A picture of what the greenseeker data looks like once it is loaded into ArcMap. Each line accounts for the L,N, and R strips.

Once the data is collected, it is time to make use of it. The NDVIĀ  data from the greenseeker is put into ArcMap. ArcMap is a software program that allows for the spatial analysis of relationships. It is extremely useful not in gathering information but in manipulating it in order for conclusions to be made.

First, the data is cleaned and trimmed so there are no outlying values present. Points are added to make the the polygons that will create the final data set. Once the polygons are made around each strip, the join function will be used. The join tool uses one data set’s attributes to and fixes that to another’s location. Each strip gets its one attributes. Then from that the difference in NDVI can be determined between each strip.

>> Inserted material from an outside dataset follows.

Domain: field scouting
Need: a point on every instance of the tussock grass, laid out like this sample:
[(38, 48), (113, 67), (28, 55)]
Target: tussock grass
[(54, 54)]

A picture of the data set from the joined data sets. It may not look like much, but it holds lots of important information.

This is done for each and every field. A report is made of all the fields. The increased NDVI in the Nrich strip supports that the corn is healthiest where it has sufficient nutrients. It is also worth noting that the average NDVI for all fields that were recorded at V6 is higher than the other fields at V5 and V4. This type of approach can give us insight on what areas of the field are the healthiest in order to manage accordingly.

A picture of the final report of the NDVI for all fields including the average, and the average according to the stage when the data was collected.